True Refuge wrote:Nakena wrote:Trump won 2016 with a trash campaign. Bloomberg didn win anything despite he blasted hundreds of millions.
He'll likely win 2020 with an even trashier one. The downward spiral continues.
To me, the difference between two bad nominees will come down to the economy. Does it or does it not crash.
That the immediate cause of a crash might be a disease outbreak does not make the crash itself a natural disaster. People are accustomed to the idea that the economy is beyond human understanding (and the prognostications of economists, right no more than half the time, do not dispel this idea). Causes matter less than they do with response to natural disasters, rightness or wrongness of wars, closedness or openness of borders, any issue besides the economy. A good economy gets you re-elected, a bad one can lose re-election.

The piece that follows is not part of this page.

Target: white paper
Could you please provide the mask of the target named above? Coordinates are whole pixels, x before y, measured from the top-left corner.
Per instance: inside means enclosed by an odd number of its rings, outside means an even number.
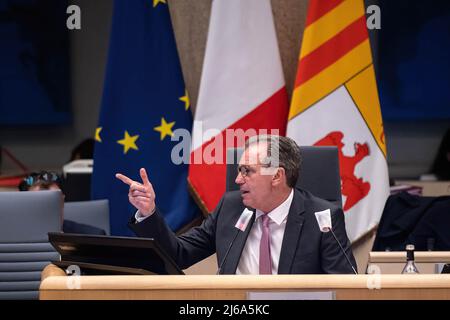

Though I also believe in the pendulum. Nate Silver doesn't, so I've been cautious to mention it, but I think at this time with Democrats getting their hopes up, it's important to bear in mind that Presidents after one term almost never lose their re-election. When they do it's an extraordinary circumstance like Carter being too left for a quite leftist Democratic Congress, or GHW Bush having already beaten the pendulum the other way (and Ross Perot). Simply having a bad President (and bear in mind that history finds Carter not so bad), or a good challenger, is not enough for the challenger to beat the pendulum. It's no better or worse with a terrible President and mediocre challenger. Incumbent advantage, in the term limited Presidency, is a hell of a thing.
A really bad recession, begun already, would probably be enough to see Generic President out of office. Why? Timing mostly, plus it's been an unusually long time since a technical recession, and the last one which was terrible has created fear and trauma which would be relived. Double that up with Trump being historically unpopular, worse in most ways than Generic President, and there could be a change of office against the pendulum. No recession though? Four more years of Trump.